Skip to content

whyana/colvilleConnectivity

Repository files navigation

colvilleConnectivity

These scripts and data are public for a manuscript currently under review.

Data files

All datafiles mentioned below can be found on Zenodo: https://doi.org/10.5281/zenodo.5703146

Scripts

Data download to google drive

  1. Download RGB data for lakes and nearby channels: [https://code.earthengine.google.com/66cc087785402ba82d27d49c648a3808]
  2. Download lake ice data [https://code.earthengine.google.com/11757ed73298fa104aed9c5d5b86f5b6] - by Xiao Yang
  3. Download of April 2015 and April 2017 lake elevations from ArcticDEM [https://code.earthengine.google.com/73182eaa7b7bf0aa15959dba44bde194]

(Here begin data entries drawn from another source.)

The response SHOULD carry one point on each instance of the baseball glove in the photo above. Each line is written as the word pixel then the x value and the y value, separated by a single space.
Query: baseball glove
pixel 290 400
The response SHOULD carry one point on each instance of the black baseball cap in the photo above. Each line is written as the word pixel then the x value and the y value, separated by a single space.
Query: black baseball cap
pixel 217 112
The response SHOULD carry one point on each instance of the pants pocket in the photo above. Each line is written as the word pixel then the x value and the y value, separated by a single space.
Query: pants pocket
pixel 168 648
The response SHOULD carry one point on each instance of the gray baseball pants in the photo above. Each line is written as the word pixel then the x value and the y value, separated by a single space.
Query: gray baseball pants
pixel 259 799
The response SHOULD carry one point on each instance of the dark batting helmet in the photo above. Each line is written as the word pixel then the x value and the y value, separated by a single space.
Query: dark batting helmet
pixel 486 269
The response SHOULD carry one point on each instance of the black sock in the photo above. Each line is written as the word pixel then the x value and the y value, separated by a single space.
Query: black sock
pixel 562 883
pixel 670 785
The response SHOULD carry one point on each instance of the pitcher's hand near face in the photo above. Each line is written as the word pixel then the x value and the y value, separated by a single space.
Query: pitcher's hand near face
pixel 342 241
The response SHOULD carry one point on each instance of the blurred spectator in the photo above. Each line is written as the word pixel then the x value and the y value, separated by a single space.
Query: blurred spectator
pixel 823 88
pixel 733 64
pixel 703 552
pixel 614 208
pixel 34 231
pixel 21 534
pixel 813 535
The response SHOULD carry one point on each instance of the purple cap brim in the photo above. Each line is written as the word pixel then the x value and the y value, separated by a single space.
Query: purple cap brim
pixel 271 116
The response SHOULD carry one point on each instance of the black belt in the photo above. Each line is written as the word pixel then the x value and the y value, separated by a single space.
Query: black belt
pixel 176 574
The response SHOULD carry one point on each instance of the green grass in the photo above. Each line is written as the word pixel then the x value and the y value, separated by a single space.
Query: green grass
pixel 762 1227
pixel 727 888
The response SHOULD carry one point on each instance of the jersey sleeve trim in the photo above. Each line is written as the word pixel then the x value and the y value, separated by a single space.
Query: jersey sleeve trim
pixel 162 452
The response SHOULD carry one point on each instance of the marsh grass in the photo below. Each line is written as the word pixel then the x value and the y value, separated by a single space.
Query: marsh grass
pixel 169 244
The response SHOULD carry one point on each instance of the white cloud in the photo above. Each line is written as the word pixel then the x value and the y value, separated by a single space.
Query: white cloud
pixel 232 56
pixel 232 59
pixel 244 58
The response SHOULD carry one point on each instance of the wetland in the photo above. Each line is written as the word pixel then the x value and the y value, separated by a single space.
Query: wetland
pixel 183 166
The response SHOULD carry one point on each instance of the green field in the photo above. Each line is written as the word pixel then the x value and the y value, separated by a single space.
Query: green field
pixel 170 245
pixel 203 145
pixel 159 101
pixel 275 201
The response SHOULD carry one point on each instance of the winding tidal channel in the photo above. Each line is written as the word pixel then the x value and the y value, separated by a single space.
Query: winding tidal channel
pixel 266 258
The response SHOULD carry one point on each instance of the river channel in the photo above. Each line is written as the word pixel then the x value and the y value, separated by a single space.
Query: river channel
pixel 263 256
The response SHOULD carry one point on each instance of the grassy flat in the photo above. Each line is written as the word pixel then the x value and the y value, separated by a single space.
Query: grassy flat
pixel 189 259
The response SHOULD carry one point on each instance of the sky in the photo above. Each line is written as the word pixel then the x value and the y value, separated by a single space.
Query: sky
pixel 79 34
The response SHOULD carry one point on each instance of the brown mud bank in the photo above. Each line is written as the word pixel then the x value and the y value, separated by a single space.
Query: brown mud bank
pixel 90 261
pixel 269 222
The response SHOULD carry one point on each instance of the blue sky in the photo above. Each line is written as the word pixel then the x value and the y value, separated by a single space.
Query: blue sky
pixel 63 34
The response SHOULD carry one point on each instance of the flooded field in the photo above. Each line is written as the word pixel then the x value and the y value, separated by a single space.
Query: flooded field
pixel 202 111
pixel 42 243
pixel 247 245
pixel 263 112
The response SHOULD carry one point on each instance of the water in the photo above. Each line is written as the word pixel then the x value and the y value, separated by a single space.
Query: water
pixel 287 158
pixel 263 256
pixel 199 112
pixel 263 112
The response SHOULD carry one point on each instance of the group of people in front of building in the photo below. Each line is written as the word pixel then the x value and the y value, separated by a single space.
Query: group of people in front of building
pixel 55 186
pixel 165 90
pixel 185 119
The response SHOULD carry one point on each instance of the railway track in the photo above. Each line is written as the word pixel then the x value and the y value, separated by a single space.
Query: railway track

Pre-processing -- input and output files are included in data repository

  • Delta lake ice.Rmd - By Xiao Yang, some edits by Wayana Dolan
    • description: Using downloaded ice fraction data to model 20-year lake ice phenology
    • inputs:
      • lakeCoverFraction_1b786b4795b34fa035d55c102cc305e7.csv: Output from step 2 of data download.
    • outputs:
      • lake_ice_modeled_duration_colville_delta_20210304.RData: Modeled lake ice phenology from Landsat
      • NumberOfObsTrans_20210304.RData: number of ice observations from Landsat for each lake within both the breakup and freeze-up periods

Main data processing -- all input files are included in the data repository as are all output files, excluding figure pdfs.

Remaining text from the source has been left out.